July 26, 2011 is the 21st anniversary of the Americans with Disabilities Act of 1990. The ADA ensures legal protection for people with disabilities (over 54 million Americans) in employment, when using public services, when in public places operated by private entities and with telecommunications. Essentially, the ADA demands the same access for people with disabilities to services, goods, education and entertainment that others access in everyday life. These rights were established by law for a growing population of Americans with disabilities including veterans, youth, seniors and people of many diverse backgrounds and orientations only 21 short years ago.
The ADA of 1990 and ADA amendments of 2008 are two steps in the right direction to equality; however people with disabilities still have many barriers to participation in everyday activities. Attitudinal barriers are invisible and challenging. When writing the ADA, Congress found, that “Physical or mental disabilities in no way diminish a person’s right to fully participate in all aspects of society, yet many people with physical or mental disabilities have been precluded from doing so because of discrimination; others who have a record of a disability or are regarded as having a disability also have been subjected to discrimination.” (§ 12101. Findings and purpose) Does your mindset get in the way of equality? If you have questions about how people with disabilities might be able to participate in society, please watch and share this video. You can make an effort toward equal access by including someone with a disability in your workplace. To find out more about hiring qualified people with disabilities, download the free Employer’s Field Guide. We all benefit when everyone in our society is offered the chance to reach their full potential, through access to opportunities in work and in daily activities.
Access to work and daily activities is not very useful if you don’t have a home, and HUD helps ensure equality in this realm. John Trasviña, Assistant Secretary for Fair Housing and Equal Opportunity states, “The joint goals of the Americans with Disabilities Act and the Fair Housing Act–to provide access at home, at work, and in public –are unmet if public areas are accessible but homes are not.” HUD has ADA responsibilities for enforcement, and also enforces Fair Housing laws to help provide equal opportunity for people with disabilities. After all, as Abraham Lincoln once said “Laws without enforcement are just good advice.” Through enforcement of civil rights laws like the ADA, work, public life and home are more accessible to all Americans.

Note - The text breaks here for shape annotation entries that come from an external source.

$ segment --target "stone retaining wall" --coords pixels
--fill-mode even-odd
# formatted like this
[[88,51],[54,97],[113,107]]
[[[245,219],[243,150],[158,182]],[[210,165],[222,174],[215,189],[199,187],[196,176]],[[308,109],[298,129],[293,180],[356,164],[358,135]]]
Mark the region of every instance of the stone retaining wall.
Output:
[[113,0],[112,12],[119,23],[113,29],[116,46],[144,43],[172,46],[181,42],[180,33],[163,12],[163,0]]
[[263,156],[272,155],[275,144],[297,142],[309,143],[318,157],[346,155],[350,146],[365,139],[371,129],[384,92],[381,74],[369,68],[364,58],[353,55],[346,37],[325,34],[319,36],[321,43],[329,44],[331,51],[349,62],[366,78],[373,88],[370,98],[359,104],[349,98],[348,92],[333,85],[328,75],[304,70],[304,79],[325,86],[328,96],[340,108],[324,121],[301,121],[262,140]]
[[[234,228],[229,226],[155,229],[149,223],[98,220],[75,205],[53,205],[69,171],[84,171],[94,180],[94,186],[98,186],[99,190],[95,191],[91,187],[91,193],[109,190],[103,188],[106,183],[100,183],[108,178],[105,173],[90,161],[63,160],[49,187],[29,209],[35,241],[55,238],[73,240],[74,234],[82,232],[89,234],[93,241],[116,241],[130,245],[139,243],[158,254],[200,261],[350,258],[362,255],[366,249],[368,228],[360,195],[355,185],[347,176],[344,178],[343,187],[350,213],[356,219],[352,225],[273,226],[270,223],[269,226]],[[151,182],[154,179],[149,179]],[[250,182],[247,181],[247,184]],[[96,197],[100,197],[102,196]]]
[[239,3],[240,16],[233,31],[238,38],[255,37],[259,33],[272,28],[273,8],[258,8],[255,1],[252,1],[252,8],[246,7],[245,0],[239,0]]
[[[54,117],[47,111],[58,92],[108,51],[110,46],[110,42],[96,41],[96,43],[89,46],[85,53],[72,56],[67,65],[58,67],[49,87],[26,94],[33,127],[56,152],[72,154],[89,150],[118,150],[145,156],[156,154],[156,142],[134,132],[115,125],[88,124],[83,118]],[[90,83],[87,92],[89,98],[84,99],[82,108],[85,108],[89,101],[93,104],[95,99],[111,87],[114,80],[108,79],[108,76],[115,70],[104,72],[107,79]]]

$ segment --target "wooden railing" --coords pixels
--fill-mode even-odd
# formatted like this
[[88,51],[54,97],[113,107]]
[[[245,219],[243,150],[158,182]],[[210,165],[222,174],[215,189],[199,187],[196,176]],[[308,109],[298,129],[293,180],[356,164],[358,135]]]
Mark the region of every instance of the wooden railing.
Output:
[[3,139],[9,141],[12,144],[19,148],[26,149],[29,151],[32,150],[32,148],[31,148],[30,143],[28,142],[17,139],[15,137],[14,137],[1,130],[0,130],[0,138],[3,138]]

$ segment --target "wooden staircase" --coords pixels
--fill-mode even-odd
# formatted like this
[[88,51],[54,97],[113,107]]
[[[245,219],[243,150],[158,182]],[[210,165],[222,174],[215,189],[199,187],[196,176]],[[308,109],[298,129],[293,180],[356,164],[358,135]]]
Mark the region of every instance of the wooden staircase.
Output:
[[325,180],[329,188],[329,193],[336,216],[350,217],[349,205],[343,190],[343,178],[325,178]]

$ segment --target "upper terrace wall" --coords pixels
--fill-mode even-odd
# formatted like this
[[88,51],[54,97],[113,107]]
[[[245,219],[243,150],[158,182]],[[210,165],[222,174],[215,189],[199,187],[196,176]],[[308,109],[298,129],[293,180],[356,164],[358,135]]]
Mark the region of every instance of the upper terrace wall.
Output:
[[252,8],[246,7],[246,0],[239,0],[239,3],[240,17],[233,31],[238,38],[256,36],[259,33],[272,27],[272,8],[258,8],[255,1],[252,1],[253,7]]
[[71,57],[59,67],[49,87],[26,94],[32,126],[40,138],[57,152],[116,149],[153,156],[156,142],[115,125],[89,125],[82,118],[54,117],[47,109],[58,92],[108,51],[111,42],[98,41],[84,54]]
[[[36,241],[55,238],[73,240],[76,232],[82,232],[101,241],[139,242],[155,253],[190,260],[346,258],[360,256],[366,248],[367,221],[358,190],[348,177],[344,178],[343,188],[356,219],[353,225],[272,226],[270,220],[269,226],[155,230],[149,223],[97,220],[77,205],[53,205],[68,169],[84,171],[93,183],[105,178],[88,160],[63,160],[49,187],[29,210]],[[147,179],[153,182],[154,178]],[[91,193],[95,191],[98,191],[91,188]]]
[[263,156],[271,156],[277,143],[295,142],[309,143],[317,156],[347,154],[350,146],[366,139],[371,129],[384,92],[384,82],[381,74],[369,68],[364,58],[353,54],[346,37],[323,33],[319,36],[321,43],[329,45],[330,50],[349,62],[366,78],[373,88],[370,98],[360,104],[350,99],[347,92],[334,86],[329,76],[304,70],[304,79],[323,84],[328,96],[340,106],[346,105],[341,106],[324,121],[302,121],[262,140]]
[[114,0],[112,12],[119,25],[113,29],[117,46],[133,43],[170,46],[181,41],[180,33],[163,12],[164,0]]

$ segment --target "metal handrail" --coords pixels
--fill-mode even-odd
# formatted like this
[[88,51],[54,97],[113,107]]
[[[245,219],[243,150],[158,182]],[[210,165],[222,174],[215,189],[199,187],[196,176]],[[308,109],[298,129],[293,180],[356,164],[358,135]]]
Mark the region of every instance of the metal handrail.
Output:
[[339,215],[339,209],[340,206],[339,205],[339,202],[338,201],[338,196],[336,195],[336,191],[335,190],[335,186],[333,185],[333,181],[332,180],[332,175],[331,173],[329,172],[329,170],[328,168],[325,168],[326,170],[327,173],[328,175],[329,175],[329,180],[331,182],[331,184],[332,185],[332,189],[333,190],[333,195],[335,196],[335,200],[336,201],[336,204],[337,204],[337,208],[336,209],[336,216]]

As you go about your typical daily activities entering stores and offices, planning travel, going to work, using your Smartphone or enjoying dinner and a movie, think about how people with disabilities would also be able to participate in these activities. Enjoy your day and think about what opportunities are available to you. You are fortunate, as so many people may have only received the same rights 21 years ago today. If you know someone with a disability, celebrate with them today!